Le tsunami de Longarone : une nuit tragique en Italie
En Italie, le village de Longarone a été anéanti par un gigantesque tsunami provoqué par un glissement de terrain. Ce désastre a eu lieu après la construction d’un des plus grands barrages de l’époque, le barrage de Vajont. Une vague massive de 50 millions de mètres cubes d’eau a déferlé à la suite d’un glissement de terrain, provoquant la destruction de plusieurs villages et la mort de près de 2 000 personnes, principalement endormies lors de la catastrophe.
Malgré les craintes des habitants concernant la stabilité du Monte Toc, les avertissements n’ont pas été pris au sérieux. Les constructeurs ont ignoré les règles de conservation des sols, remplissant le réservoir au-delà des normes de sécurité. Cette tragédie met en lumière l’importance de respecter les normes de sécurité dans les projets d’infrastructure pour éviter de telles catastrophes.
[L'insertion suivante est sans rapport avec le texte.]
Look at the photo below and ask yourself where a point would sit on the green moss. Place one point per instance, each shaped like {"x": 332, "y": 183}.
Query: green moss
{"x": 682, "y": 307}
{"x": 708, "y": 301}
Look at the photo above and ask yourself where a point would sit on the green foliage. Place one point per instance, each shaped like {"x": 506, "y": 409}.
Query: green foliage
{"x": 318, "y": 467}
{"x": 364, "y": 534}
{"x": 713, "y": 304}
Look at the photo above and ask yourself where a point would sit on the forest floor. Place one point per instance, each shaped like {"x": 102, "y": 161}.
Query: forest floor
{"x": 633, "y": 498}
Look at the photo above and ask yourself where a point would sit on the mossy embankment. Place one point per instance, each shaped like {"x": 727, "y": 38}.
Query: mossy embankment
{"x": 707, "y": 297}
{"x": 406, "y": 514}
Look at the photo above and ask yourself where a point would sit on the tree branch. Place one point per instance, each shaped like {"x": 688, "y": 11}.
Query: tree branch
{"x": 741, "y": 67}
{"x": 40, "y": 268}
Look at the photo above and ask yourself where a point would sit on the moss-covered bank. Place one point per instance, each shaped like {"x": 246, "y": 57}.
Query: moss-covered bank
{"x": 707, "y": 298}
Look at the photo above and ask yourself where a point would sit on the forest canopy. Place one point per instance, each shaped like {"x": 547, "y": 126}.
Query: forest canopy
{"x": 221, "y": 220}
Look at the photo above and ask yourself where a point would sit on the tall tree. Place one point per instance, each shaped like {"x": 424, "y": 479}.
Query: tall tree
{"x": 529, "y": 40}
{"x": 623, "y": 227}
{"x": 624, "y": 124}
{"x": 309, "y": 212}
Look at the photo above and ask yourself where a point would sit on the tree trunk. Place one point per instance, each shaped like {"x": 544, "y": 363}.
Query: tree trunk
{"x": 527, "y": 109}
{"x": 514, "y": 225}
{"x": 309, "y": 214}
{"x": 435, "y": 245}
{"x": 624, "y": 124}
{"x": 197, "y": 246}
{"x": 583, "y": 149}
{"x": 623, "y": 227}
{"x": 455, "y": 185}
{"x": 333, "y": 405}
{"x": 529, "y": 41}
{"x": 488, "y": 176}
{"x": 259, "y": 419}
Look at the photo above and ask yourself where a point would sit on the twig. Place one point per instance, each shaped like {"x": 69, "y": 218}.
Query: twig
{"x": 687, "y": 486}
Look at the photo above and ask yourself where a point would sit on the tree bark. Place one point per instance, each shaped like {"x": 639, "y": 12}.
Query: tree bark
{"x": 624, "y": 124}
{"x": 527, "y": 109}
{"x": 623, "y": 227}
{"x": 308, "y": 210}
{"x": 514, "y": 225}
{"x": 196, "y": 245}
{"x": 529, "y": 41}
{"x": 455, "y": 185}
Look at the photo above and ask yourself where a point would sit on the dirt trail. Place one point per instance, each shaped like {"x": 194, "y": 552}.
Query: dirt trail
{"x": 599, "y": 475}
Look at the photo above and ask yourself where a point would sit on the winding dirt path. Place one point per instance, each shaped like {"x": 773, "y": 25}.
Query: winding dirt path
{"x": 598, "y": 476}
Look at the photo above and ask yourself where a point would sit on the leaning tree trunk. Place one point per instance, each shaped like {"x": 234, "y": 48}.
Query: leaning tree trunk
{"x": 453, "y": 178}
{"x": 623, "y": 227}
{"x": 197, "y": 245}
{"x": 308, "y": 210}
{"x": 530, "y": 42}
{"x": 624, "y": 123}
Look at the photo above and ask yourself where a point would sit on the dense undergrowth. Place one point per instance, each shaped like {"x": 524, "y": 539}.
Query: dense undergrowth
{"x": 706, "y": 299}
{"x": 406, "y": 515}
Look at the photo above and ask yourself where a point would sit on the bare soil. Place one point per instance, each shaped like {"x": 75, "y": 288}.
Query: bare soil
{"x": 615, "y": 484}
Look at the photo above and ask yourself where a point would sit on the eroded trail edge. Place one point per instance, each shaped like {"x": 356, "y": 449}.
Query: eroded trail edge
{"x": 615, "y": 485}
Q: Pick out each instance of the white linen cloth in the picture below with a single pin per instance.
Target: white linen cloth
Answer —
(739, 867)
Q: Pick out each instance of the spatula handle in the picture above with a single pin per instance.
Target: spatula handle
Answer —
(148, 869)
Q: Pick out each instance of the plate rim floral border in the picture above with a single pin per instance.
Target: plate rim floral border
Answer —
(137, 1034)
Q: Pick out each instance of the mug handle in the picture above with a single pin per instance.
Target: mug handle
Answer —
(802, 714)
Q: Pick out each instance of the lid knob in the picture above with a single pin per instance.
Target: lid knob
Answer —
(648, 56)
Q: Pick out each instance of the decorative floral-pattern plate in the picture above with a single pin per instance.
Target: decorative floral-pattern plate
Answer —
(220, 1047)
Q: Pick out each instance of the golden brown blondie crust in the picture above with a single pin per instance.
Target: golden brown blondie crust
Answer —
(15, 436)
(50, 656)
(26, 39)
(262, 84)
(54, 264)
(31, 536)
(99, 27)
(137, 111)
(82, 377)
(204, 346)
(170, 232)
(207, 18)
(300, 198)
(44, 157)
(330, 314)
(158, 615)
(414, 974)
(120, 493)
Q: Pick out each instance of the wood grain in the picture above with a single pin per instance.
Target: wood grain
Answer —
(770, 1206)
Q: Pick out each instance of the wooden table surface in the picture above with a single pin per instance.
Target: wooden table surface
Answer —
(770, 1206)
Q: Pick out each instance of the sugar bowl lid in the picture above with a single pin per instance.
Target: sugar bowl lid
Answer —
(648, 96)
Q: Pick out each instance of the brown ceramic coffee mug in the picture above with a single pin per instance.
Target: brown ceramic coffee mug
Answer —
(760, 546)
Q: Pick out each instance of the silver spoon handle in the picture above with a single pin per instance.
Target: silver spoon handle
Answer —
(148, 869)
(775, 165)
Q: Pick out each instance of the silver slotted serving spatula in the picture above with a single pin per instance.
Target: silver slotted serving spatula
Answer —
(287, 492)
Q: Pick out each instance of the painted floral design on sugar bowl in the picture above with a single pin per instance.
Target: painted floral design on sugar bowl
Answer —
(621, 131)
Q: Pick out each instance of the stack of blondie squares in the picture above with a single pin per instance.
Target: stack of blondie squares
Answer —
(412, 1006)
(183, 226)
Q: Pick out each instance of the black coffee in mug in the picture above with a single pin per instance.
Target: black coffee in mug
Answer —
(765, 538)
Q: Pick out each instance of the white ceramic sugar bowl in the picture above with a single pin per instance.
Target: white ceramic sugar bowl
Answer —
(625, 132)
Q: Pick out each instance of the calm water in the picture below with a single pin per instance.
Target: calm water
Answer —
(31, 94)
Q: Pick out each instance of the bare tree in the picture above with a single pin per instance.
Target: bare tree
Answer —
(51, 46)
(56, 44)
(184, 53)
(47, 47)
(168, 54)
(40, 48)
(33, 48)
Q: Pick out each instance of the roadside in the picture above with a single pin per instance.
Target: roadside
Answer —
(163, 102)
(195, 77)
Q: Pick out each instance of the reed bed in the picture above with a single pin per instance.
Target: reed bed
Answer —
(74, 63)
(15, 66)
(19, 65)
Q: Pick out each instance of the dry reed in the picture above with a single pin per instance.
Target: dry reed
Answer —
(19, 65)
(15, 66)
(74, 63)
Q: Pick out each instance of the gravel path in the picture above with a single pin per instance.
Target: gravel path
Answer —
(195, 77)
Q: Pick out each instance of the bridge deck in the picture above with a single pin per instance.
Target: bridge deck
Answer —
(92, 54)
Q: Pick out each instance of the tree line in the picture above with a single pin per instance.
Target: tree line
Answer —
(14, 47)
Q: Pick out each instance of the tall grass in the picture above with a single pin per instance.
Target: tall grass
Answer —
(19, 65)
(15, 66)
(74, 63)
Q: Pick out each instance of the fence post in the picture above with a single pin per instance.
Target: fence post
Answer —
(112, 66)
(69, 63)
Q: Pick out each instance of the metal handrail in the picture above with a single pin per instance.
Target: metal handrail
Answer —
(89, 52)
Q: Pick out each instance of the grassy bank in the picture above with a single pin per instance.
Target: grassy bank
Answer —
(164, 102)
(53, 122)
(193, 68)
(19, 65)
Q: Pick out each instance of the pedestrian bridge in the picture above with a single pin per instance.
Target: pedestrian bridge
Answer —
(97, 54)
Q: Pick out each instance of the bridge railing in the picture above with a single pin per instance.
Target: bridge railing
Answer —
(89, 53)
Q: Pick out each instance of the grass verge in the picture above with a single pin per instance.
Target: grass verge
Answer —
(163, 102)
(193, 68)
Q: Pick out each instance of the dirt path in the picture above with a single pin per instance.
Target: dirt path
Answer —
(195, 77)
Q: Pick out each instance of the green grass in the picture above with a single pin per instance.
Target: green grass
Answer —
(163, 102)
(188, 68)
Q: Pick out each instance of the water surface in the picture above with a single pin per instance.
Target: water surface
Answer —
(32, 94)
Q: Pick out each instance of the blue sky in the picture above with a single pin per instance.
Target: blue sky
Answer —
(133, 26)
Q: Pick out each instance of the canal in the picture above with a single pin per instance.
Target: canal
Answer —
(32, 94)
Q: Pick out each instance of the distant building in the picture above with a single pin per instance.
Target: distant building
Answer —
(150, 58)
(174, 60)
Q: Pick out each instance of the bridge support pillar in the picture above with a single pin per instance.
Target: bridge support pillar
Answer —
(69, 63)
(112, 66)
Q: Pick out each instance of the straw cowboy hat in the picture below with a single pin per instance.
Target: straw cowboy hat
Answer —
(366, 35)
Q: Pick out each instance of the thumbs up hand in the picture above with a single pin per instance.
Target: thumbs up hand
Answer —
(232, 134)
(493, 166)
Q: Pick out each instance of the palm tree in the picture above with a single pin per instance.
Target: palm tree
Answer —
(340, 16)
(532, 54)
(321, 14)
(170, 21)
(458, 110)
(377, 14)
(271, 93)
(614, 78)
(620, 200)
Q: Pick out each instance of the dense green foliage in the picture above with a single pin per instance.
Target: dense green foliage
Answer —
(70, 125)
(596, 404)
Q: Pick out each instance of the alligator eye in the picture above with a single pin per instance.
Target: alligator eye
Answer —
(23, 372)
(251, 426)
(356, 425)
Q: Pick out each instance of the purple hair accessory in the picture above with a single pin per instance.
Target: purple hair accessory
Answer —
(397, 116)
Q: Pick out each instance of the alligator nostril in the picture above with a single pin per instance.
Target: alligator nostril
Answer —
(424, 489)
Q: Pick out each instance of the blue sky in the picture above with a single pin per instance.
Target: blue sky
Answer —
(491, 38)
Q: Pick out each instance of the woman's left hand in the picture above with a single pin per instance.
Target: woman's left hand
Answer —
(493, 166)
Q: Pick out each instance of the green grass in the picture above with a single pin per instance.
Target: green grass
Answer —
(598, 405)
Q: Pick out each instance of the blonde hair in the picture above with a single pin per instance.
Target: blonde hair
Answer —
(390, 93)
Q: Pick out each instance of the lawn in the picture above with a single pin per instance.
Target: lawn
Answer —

Le tsunami de Mount St Helens : un choc pour le nord-ouest du Pacifique
Le 18 mai 1980, le volcan Mount St Helens aux États-Unis est entré en éruption après 123 ans de calme. Cette éruption a déclenché l’un des plus gros glissements de terrain jamais enregistrés. Le déplacement de la terre a créé un tsunami de 250 mètres de hauteur, causant des ravages sur la côte nord-ouest du Pacifique.
La vague a frappé la montagne Margaret avant de s’écraser dans le bassin en contrebas. Les dégâts ont été considérables, affectant notamment Washington, l’Oregon et la Colombie-Britannique, et causant la mort de 14 personnes avec des pertes matérielles dépassant le milliard de dollars. Cet événement souligne la nécessité de surveiller en permanence l’activité sismique autour des volcans pour anticiper les catastrophes naturelles.
Le mégatsunami de la baie d’Icy : un avertissement de la nature
Le 17 octobre 2015, un mégatsunami a frappé la baie d’Icy en Alaska, causé par l’effondrement de 180 millions de tonnes de roche dans le fjord de Taan. Cette vague gigantesque, mesurant 193 mètres de haut, a dévasté huit kilomètres carrés de forêt dans le parc national de Wrangell-St. Elias.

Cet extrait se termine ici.